Project maintained by egorelik93 Hosted on GitHub Pages — Theme by mattgraham

Coroutines and Continuations

The counterpart to variant types is much more difficult to explain, in part because their scenario is related to a rare but very useful feature in some languages called coroutines. Some programmers may be familiar with special cases of coroutines such as iterator generators. A coroutine is essentially an entirely cooperative, non-preemptive thread. Some languages implement them using a task scheduler, but others, especially for the special cases, compile them down to a state machine and run them manually. Generally they are understood as being able to yield and resume multiple times.

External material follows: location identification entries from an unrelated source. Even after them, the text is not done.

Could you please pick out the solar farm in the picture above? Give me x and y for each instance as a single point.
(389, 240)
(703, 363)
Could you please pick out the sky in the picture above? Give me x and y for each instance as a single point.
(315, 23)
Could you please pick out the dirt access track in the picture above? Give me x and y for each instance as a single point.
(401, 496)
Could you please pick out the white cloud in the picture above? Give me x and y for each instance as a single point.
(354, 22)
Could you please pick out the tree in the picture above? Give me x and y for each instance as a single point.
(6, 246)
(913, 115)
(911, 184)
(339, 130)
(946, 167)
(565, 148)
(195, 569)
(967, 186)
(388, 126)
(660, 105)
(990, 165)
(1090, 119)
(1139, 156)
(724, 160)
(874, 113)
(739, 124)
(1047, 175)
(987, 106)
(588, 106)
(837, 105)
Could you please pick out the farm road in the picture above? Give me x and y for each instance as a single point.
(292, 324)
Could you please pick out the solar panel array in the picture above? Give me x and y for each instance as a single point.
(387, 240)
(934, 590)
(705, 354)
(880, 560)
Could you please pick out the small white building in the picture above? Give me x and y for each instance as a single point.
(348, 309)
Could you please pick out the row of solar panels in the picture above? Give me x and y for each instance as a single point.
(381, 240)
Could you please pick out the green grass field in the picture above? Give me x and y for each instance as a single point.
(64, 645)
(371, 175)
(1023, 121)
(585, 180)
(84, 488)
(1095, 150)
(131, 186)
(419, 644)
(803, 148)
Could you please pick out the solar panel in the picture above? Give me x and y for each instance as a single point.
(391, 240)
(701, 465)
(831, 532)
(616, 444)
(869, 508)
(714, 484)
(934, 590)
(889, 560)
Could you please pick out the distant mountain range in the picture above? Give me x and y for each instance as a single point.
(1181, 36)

A highly unusual perspective is that each possible yield returns a variant, the current state of the state machine. Whereas a resource of a linear variant type represents one of multiple possibilities, a coroutine will at different points in time take on all possibilties; the only question is which is when. Thus, linear types describing the multiple yields of a coroutine are actually themselves the counterpart of variant types. Traditionally, this type construct is called par, which is fairly evocative of the spirit of coroutines even though they are not true parallelism since they are cooperative.

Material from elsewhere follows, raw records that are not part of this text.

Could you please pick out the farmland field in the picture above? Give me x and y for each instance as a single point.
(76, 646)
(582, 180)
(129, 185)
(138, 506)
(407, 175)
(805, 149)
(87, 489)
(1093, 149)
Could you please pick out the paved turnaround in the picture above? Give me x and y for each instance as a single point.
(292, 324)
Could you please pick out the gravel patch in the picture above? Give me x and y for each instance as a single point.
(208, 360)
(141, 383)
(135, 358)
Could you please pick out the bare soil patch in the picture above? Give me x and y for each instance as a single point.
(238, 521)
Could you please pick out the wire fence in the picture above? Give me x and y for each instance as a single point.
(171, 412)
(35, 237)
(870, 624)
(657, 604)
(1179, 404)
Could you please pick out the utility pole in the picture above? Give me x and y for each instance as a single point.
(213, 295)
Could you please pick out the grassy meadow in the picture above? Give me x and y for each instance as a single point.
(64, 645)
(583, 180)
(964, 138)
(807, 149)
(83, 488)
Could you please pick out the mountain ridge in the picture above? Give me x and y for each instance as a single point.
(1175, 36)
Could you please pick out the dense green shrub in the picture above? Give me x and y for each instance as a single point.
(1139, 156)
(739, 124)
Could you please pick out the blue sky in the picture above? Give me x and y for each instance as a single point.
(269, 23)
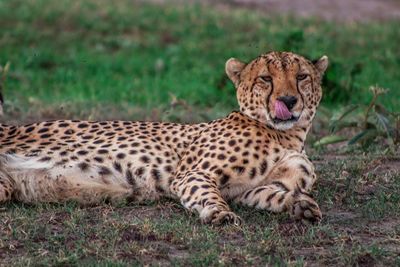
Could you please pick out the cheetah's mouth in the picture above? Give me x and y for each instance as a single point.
(290, 119)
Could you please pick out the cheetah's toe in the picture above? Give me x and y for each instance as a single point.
(307, 209)
(224, 217)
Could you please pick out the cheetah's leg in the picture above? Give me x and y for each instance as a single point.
(287, 190)
(6, 187)
(197, 191)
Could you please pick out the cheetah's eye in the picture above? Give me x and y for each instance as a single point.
(266, 78)
(301, 77)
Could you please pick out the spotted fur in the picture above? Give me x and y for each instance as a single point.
(250, 157)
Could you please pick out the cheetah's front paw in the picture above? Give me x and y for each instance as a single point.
(306, 209)
(222, 217)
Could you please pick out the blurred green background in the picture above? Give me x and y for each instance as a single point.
(135, 54)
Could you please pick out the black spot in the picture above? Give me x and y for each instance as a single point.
(193, 189)
(29, 129)
(121, 155)
(221, 157)
(129, 177)
(104, 171)
(82, 152)
(225, 178)
(271, 196)
(238, 169)
(253, 173)
(258, 190)
(156, 174)
(304, 169)
(117, 166)
(205, 165)
(139, 172)
(145, 159)
(98, 159)
(83, 166)
(83, 125)
(263, 167)
(45, 159)
(43, 130)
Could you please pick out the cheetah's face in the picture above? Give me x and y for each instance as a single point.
(280, 89)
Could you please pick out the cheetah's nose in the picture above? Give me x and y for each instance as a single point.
(289, 101)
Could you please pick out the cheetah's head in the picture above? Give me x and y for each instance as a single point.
(281, 89)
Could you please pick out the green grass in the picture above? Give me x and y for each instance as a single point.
(93, 59)
(360, 227)
(141, 54)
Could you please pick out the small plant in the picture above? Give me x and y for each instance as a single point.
(365, 123)
(3, 75)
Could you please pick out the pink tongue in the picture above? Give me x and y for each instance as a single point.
(281, 111)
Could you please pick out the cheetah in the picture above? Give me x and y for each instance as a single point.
(253, 157)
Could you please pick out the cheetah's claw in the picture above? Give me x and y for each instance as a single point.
(307, 210)
(224, 217)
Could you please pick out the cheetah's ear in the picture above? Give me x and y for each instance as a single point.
(321, 64)
(233, 68)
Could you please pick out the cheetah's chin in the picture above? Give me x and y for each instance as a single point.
(284, 125)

This is all probably quite confusing. In order to explain it more properly though, we are going to need to take a detour.

Continuations

I will come right out and say it: it probably comes as no surprise that implementing coroutines and other thread-like concepts, and in particular yielding, involves saving the current state of the coroutine. If you have already heard of the term continuation, then you probably already know that they are essentially saved states of the program that can be resumed. If you have not heard of continuations before, then you should be thinking of them as being safe goto statements, or perhaps more accurately setjmp and longjmp, each carrying a label and the saved state that will be needed at that label. Continuations are perhaps the single most flexible programming language feature ever designed, but much like goto statements themselves they are perhaps too flexible. The traditional continuation implemented in a few traditional programming languages is more than just a goto statement, because like everything else in such languages the continuation must be copyable and disposable too! Copying continuations turns out to be too expensive to be practical. We do not have this requirement in a linear type system, so we are free to implement continuations quite cheaply!

This turns out to be very important, because continuations, or rather their types, are actually the defining characteristic of Classical Linear Logic, compared to other linear type systems.

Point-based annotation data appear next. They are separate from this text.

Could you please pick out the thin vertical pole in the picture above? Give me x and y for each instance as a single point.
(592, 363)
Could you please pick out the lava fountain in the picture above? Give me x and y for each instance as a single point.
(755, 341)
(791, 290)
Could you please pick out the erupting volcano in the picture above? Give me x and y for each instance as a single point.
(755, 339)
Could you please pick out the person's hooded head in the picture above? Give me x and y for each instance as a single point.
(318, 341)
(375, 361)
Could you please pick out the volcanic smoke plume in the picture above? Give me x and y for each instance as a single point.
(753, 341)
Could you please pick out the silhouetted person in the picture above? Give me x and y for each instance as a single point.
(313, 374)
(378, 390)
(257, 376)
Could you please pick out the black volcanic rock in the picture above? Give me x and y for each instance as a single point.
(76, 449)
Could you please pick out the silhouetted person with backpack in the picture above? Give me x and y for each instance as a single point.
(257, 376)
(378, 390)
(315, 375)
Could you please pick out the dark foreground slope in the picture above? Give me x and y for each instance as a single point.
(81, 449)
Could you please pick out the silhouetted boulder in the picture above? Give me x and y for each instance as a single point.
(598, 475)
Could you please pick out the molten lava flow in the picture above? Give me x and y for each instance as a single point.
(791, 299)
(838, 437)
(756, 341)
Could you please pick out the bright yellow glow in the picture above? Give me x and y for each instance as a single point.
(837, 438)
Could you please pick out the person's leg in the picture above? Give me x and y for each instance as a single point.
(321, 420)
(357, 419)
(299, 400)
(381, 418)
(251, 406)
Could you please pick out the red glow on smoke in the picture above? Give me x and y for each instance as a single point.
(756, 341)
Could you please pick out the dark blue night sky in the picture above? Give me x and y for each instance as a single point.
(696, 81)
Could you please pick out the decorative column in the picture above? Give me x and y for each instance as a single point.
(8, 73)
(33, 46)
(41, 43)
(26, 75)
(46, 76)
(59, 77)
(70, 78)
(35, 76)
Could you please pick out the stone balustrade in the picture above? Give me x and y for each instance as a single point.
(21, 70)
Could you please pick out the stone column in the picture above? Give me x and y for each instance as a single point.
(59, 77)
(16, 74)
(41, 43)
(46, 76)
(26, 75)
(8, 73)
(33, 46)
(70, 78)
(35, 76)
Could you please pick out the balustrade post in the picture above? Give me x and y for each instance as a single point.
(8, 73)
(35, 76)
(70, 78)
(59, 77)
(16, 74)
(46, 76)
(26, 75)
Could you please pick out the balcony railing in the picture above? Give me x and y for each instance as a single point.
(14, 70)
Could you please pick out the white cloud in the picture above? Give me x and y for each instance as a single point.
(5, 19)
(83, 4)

First, let us discuss what continuations could look like in a Rust-like language.

Many programmers from C-syntax languages are familiar with the return statement for exiting from a subroutine and providing a result. Rust is expression-oriented, and as such the return statement is not needed at the end of a function, but Rust still uses it to support early return. In that spirit, I propose that the return keyword can be used by itself to denote a resource of type Return<T>, where T is the return type of the function. Resources of this type can be called as if they were a single-argument function of type T, except that doing so will act as an early return.

fn f() -> i32 {
    let k = return;
    k(10)
}

In fact, this resource can be passed to and called from a nested function, and it will actually act as an early return not just from the nested function but also the function it was created in.

fn f() -> i32 {
    let k = return;
    let f = || k(5);
    f()
}

This resource is an example of a continuation, specifically representing resuming the caller of the function it was created it. What is happening is that a continuation of type Return<T> stores the return information from the function it was created in, usually the caller’s return address and a pointer to the caller’s stack frame. Most function calling conventions already place these two pieces of information onto the stack whenever a function is called. Calling this continuation restores this stack frame, jumps to the return address, and provides the given value as output, just like an ordinary return statement.

If you are familiar with Rust’s borrowing logic, you might expect that this stack pointer is borrowed by Return<T>. Rust currently lacks the concept of an ‘owned’ reference, but that is probably the closest comparison. Unlike Rust’s ‘borrowed’ reference types, one cannot just drop the Return<T> and regain access to the stack frame; one must resume the continuation in order to consume it, and only inside that executing continuation is access restored. Otherwise, the continuation cannot be disposed; it is our first example of a type that must be linear and not affine. The continuation is in that regard a bit like a closure that takes ownership of its environment. However, when it comes to the role of the lifetime system in ensuring that a reference does not outlive the location it refers to, it is fair to say that Return<T> must have a lifetime restricted to the function it is in; the stack frame needs to be disposed when the calling function itself returns, and that is not possible as long as a Return<T> is pointing to it. The real Rust lifetime system might solve this with the creation of some sort of “local function” lifetime. I have a slightly different solution in mind that we will return to, but for now, let us just say that there is a trait marking types that can escape the function, and Return<T> is not one of them. As a consequence, one cannot just call another continuation while a more recent one is in scope, as the latter will not have been consumed by the time its lifetime ends, which is illegal for a non-affine type. In fact, that leads me to my next point.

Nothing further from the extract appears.